Eu era uma criança bocuda. Um dia, no almoço fiquei enchendo o saco, querendo comer todo peixe que havia na mesa. Meu pai, capoeirista profissional, decidiu que eu iria comer até as espinhas do peixe para deixar de ser pidão. Minha mãe, depois de tentar diálogo sem sucesso, teve que sair no braço com ele.
Apesar de ser pequeno na época, me lembro do combate, que, para mim, foi épico. Ela rugia como uma matriarca felina e ele, com seus quase 2m, investia golpes e socos. Ela, mesmo sendo 30% mais fraca, resistia e me blindava.
Depois do episódio do peixe, meu pai passou a bater muito mais em minha mãe, mas passou a pensar duas vezes em bater em nós. Acho que porque entendeu que poderia acordar um lado de minha mãe que ele, mesmo com toda a sua força, não seria capaz de segurar.
Quando digo que minha mãe é minha fortaleza, é porque de fato ela foi e é.
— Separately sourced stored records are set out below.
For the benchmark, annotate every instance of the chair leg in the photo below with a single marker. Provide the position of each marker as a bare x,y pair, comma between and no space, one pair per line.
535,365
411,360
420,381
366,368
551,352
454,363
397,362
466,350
Me protegeu da bestialidade de uma era em que homens quebravam ossos de mulheres e filhos, sem que a Justiça tomasse providência.
Sei que ainda hoje muitas mães defendem seus filhos como leoas. Elas sangram e choram todos os dias, mas não cedem, não desistem, ficam firmes. Quando a lei e a Justiça falham, só restam as mães.